Não foi essa a primeira vez que
isso aconteceu em Minas Gerais. Em 25 de janeiro de 2002, na cidade de Belo
Horizonte, capital daquele Estado, deu entrada no IML o corpo do Promotor de
Justiça Francisco José Lins do Rego Santos, conhecido como Chico Lins, que
fora vítima de homicídio. Secretário da Promotoria de Defesa do Consumidor,
foi assassinado com sete tiros quando investigava a máfia dos combustíveis
que agia na região. A máfia, segundo as investigações, chegava a desviar até
15% da arrecadação total do ICMS no Estado. O crime foi perpetrado quando o
Promotor se dirigia de casa para o escritório pelas 13h. Segundo os autos,
uma moto branca com dois ocupantes emparelhou com o carro da vítima, em
pleno centro da cidade, sendo disparados 13 tiros, dos quais sete atingiram
o alvo, prostrando-o no ato. Quem pilotava a moto era o empresário Luciano
Farah Nascimento e o autor dos disparos, o passageiro que estava na garupa,
o soldado PM Edson Souza Nogueira de Paula. Tudo aconteceu numa esquina do
bairro Santo Antônio, centro-sul da capital. No local foi erigido um
monumento em homenagem ao Promotor.
Não foi apenas essa, porém, a
homenagem ao combativo integrante do Ministério Público. Em 21 de maio de
2004 foi inaugurado o Parque Ecológico Promotor Francisco Lins do Rego,
também conhecido como Parque Ecológico da Pampulha, pertencente à Prefeitura
de Belo Horizonte e que também presta homenagem ao integrante do parquet.

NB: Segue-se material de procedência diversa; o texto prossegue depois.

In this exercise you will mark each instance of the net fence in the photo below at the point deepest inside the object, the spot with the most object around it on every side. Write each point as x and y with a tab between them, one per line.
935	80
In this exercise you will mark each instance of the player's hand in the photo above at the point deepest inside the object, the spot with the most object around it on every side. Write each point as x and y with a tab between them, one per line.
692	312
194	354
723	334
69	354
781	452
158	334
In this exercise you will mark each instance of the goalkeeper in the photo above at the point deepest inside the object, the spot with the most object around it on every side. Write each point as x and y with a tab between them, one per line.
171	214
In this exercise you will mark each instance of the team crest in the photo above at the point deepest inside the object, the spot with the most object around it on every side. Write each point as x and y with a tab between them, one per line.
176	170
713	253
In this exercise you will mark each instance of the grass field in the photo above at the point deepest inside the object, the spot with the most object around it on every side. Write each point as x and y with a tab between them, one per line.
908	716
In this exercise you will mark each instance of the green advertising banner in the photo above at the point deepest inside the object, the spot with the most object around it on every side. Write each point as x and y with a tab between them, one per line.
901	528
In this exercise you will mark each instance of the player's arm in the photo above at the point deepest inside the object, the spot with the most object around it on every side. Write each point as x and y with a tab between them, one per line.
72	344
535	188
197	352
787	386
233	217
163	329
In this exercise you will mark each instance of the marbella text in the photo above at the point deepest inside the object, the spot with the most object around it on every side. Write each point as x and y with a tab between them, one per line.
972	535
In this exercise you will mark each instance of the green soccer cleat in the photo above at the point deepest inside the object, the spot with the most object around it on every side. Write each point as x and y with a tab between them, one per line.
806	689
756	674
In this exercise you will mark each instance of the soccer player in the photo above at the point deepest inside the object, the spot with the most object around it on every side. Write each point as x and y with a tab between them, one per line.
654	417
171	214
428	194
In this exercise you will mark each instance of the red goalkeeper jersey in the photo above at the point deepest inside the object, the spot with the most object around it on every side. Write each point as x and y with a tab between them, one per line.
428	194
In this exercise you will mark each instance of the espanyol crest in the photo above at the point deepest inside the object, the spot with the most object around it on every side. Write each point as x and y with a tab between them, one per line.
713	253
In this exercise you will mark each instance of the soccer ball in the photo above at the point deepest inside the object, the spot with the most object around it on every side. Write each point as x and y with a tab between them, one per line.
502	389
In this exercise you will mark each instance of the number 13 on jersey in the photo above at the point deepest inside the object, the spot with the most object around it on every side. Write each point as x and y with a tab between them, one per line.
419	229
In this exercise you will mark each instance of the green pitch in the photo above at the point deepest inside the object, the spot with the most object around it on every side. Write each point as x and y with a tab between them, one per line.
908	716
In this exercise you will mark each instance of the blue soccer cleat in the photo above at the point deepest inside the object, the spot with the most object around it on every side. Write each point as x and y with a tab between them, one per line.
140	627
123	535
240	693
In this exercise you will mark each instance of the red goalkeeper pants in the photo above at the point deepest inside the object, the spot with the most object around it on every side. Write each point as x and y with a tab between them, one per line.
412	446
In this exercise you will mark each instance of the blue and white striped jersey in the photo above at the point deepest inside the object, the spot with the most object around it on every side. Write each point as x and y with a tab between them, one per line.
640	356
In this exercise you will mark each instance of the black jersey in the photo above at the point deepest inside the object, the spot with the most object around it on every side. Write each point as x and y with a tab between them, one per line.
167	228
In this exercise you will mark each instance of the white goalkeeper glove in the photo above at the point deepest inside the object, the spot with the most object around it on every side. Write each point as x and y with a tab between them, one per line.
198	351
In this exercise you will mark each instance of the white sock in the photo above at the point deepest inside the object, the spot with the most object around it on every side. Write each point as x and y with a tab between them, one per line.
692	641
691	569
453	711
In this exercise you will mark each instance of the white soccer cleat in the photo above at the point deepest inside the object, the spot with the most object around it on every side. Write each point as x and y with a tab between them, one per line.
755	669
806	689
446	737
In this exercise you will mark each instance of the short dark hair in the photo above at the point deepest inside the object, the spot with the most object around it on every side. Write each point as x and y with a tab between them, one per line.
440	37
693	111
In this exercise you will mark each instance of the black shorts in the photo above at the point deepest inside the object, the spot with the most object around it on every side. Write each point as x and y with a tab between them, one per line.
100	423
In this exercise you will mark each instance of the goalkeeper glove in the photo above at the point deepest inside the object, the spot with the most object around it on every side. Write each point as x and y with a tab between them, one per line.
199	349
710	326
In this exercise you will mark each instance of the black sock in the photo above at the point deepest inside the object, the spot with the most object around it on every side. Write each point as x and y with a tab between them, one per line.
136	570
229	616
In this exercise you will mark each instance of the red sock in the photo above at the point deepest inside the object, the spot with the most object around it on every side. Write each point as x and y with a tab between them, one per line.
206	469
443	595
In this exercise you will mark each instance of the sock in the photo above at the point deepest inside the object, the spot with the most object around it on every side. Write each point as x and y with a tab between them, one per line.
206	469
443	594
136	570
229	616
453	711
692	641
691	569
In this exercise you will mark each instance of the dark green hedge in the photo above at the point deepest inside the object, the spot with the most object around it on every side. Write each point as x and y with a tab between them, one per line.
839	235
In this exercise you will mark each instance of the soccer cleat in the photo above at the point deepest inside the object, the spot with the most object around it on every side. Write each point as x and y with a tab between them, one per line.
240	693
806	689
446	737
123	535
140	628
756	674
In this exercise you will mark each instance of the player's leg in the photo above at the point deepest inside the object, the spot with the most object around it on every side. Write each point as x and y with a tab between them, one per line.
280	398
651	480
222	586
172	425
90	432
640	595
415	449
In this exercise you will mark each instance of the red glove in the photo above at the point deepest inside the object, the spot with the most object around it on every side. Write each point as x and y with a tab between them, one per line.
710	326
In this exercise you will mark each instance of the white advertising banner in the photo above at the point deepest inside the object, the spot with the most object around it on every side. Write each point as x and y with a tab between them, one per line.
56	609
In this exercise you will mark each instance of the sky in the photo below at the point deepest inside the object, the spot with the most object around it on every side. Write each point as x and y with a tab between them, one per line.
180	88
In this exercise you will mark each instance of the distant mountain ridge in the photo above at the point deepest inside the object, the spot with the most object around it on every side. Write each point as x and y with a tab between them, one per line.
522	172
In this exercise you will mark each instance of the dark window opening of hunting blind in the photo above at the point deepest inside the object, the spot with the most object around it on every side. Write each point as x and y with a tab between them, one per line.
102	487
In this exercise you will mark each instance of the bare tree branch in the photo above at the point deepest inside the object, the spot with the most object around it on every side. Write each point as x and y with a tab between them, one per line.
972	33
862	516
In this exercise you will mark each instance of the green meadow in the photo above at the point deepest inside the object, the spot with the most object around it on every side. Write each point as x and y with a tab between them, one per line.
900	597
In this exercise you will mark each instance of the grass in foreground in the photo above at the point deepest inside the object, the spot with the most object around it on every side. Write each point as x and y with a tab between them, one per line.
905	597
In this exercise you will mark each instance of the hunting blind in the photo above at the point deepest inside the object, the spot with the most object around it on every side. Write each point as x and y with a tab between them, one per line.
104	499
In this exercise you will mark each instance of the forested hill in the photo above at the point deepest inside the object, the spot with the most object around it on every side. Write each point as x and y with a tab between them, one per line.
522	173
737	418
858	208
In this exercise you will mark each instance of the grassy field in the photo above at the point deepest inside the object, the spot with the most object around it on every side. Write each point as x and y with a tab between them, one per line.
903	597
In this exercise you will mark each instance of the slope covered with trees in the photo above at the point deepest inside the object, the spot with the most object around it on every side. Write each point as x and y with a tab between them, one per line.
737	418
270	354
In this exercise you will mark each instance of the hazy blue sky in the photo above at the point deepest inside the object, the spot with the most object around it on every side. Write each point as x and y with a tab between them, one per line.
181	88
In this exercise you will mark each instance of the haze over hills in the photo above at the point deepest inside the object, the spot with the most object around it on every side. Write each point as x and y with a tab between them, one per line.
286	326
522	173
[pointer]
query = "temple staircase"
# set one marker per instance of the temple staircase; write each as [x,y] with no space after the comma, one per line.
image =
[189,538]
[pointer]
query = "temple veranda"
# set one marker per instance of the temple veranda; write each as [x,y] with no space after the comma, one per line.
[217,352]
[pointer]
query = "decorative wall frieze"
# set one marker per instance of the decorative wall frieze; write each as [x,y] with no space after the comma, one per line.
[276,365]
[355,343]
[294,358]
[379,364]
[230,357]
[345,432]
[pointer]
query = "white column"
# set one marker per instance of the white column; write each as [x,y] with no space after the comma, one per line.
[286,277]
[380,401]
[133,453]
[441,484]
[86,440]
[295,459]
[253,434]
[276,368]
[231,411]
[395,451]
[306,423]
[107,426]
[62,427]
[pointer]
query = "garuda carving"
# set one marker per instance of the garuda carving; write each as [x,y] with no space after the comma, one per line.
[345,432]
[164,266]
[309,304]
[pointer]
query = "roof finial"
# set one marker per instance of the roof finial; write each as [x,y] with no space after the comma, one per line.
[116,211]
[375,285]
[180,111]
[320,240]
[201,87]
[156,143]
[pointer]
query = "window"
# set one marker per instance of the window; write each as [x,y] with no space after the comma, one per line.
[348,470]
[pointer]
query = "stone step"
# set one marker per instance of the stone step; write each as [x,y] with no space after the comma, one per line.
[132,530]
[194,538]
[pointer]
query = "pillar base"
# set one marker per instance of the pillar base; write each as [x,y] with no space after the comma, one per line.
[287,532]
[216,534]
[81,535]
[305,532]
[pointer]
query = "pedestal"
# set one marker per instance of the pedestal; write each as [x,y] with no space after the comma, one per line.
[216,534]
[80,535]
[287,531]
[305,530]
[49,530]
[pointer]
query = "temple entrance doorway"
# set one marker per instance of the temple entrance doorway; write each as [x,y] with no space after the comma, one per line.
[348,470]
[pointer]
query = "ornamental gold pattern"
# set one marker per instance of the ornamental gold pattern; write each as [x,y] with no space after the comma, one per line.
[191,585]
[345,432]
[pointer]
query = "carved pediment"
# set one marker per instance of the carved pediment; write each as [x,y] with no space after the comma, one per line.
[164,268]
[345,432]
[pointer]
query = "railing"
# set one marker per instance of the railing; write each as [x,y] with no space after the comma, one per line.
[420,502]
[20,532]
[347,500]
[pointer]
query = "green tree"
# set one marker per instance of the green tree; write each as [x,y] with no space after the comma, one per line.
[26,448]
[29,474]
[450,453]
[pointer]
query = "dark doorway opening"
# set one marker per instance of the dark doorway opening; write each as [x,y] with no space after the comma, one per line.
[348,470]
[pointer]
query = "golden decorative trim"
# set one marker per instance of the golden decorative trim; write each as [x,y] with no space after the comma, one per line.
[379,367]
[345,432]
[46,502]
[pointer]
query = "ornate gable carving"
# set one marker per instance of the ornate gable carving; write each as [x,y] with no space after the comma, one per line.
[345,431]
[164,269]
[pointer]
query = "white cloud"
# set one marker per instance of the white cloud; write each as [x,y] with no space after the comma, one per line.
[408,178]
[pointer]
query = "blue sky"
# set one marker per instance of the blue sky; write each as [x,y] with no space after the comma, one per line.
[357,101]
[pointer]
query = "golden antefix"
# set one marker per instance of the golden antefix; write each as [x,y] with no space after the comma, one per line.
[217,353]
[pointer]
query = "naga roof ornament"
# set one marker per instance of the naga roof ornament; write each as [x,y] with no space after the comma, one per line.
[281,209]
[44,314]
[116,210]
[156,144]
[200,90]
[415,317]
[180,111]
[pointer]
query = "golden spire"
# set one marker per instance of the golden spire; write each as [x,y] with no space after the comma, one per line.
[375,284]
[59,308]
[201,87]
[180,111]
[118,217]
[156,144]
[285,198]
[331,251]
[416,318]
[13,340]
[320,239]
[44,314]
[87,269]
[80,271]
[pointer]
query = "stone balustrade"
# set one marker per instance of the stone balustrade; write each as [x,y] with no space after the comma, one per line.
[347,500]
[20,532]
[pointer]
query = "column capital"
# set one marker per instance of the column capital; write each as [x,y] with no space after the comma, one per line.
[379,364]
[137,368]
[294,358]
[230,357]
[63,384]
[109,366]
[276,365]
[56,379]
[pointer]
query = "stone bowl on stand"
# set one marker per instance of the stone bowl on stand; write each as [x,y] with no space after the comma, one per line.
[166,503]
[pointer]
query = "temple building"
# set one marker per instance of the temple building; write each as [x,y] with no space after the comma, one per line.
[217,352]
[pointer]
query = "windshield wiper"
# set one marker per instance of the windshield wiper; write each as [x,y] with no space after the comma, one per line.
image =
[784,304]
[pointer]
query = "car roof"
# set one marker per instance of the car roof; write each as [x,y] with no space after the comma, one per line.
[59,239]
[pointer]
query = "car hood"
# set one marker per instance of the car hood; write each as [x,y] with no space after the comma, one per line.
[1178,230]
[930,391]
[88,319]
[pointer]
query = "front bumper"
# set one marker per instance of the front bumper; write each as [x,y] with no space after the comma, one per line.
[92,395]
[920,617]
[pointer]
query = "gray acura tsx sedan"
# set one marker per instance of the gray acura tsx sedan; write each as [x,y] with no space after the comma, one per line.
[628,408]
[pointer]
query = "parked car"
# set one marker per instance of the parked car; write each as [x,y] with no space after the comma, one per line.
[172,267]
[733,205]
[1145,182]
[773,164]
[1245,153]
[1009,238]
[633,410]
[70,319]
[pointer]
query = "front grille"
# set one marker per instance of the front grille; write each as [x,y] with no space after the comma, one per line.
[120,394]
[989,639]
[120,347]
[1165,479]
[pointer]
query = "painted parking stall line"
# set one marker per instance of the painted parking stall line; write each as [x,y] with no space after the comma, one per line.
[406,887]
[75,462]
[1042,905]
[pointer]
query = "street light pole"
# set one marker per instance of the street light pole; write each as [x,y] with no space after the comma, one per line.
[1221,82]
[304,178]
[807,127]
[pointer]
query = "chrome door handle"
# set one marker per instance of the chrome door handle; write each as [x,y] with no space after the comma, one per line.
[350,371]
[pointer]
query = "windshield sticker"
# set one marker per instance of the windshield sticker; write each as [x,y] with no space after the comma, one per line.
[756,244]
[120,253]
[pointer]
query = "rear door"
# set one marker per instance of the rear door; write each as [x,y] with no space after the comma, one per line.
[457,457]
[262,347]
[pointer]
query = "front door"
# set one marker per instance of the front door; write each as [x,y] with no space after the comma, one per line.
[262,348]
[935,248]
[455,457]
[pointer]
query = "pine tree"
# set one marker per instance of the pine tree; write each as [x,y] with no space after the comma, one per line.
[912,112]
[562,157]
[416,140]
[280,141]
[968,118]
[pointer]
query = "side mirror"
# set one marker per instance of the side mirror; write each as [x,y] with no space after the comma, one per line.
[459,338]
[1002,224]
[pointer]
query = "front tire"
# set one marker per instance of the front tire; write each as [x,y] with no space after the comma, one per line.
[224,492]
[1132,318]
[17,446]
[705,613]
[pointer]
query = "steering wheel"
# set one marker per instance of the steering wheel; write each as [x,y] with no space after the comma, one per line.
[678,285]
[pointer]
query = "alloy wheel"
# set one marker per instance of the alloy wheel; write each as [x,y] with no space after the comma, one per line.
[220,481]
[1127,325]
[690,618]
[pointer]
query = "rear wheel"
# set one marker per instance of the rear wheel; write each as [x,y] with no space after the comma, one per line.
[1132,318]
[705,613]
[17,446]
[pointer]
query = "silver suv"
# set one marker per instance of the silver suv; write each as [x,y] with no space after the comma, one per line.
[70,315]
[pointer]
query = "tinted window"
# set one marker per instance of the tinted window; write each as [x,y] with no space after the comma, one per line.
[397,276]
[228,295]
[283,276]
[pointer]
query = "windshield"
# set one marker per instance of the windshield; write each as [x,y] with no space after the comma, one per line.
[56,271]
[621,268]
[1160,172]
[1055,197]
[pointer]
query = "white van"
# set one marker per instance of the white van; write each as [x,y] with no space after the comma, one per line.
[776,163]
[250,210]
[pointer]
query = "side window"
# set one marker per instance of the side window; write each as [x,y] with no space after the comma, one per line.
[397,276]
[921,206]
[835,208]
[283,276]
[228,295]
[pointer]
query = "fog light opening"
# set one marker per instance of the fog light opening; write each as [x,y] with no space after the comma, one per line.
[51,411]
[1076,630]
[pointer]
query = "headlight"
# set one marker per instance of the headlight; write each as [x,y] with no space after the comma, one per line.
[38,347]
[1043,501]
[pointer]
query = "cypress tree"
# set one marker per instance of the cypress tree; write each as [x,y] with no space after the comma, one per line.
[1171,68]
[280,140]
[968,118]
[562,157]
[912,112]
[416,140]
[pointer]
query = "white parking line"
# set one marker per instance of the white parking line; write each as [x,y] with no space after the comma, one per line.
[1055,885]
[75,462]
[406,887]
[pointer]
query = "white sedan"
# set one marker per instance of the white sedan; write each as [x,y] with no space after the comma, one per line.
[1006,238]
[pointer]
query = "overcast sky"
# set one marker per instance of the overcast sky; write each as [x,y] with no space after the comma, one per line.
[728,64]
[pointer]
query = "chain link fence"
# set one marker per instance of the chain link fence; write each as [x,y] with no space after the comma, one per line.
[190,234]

O
imenso espaço de áreas verdes oferece aos visitantes “uma programação
permanente de educação ambiental, cultural, patrimonial e para o trânsito”,
segundo informações da municipalidade. É uma justa e duradoura homenagem a
quem deu a vida pela ética e moralidade pública.
São, sem dúvida,
homenagens merecidas e nobres, mas os atos praticados contra os Promotores
são intoleráveis e merecem o repúdio de toda a sociedade. Eles atentam não
apenas contra a vítima, no cumprimento de seu dever legal, mas contra a
ordem pública e o estado democrático de direito do qual o Ministério Público
é o guardião por força de disposição constitucional. É lamentável mas o país
vem trilhando cada vez mais pelos caminhos da intolerância e da violência.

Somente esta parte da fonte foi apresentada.